Tuesday, April 14, 2009

Because Your Dog Has a Vagina

There is nothing I love more in this world than my puppy. The gorgeous Lil Bubba has just turned six months old and it is time for her to get spayed. Naturally, as an upper east side mother, my dog will go through the procedure at a luxury hospital on Long Island with 24 hour care, the price of which will be close to one month's rent.

But I have to do this. The charismatic LB is a pure bred and the hottest shit at the dog park with her pink cashmere sweater (and she knows it). Five seconds into the dog park and the mutts were pouncing on her, trying to rape her from behind. Her mother does not want LB to have to deal with these mutants, because she already knows how bad it is.

After the heinous act is over, if they do call you again, they don't have jobs, don't bathe or they steal from your cookie jar. If LB was a man, I would have no problem allowing her to run around impregnating people.

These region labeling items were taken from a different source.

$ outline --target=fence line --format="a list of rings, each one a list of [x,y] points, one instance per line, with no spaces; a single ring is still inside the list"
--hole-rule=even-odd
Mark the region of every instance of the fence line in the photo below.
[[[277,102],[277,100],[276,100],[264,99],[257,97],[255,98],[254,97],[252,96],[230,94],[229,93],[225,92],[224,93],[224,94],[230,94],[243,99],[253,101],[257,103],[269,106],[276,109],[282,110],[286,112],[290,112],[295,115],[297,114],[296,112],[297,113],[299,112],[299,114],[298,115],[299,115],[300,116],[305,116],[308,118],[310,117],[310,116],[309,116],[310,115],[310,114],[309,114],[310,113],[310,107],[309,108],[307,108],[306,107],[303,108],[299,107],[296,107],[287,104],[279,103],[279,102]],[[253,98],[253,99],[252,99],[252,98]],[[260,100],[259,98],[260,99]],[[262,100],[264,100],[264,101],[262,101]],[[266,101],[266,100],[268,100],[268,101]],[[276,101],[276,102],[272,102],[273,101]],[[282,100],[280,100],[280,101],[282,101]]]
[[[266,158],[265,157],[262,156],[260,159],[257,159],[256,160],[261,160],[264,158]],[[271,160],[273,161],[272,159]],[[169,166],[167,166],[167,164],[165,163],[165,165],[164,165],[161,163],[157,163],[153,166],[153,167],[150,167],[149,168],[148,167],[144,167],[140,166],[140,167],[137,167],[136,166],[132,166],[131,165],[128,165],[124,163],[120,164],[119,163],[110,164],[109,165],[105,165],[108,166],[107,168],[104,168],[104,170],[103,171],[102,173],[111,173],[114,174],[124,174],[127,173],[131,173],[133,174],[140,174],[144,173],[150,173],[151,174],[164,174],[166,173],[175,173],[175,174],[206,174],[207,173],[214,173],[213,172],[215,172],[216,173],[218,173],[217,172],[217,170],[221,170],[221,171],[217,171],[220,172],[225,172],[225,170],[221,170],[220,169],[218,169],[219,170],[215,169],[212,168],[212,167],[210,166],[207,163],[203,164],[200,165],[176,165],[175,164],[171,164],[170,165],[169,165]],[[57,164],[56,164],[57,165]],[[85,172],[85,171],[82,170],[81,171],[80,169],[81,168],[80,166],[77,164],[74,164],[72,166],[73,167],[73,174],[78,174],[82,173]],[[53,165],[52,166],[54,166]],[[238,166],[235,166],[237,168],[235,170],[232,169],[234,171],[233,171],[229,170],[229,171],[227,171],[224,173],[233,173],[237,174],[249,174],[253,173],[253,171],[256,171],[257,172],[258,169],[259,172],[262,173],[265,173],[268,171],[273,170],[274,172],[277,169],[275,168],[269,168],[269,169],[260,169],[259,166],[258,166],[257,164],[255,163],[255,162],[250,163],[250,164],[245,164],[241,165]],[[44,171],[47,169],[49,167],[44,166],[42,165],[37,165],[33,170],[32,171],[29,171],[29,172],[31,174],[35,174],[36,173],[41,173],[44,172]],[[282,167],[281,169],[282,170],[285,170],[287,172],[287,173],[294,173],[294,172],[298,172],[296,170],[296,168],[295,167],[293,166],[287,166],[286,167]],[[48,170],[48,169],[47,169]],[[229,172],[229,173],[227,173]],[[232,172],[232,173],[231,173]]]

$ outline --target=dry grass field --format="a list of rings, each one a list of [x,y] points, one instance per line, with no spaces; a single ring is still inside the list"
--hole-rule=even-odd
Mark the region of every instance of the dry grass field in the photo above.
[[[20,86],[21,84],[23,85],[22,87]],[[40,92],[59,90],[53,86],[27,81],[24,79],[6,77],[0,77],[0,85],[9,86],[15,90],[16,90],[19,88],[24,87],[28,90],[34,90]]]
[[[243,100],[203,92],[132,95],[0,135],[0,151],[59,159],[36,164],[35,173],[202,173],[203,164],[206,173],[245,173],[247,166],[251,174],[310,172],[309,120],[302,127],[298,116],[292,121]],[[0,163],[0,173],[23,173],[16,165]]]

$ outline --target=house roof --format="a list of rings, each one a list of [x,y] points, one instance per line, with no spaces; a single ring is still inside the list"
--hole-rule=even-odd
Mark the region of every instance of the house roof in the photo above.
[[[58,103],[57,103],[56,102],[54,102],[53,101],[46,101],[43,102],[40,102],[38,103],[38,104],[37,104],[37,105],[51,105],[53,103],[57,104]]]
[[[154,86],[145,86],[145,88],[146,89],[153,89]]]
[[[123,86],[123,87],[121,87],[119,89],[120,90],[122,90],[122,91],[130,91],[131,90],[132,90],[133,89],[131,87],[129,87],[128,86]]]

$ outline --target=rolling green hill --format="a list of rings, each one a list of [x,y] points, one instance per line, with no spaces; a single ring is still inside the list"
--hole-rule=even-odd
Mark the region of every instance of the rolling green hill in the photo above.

Perhaps I would get some kind of perverse pleasure out of spoiling the little princesses --especially those owned by men with ugly girlfriends.

Besides being broke from removing ovaries, costs are exponentially high for my drug/alcohol consumption this week leading up to the procedure and following her recovery. The thought of my diva in a cage with a cone on her neck is just too much to bear...the dive bars of downtown Manhattan have been warned, and I demand recession prices.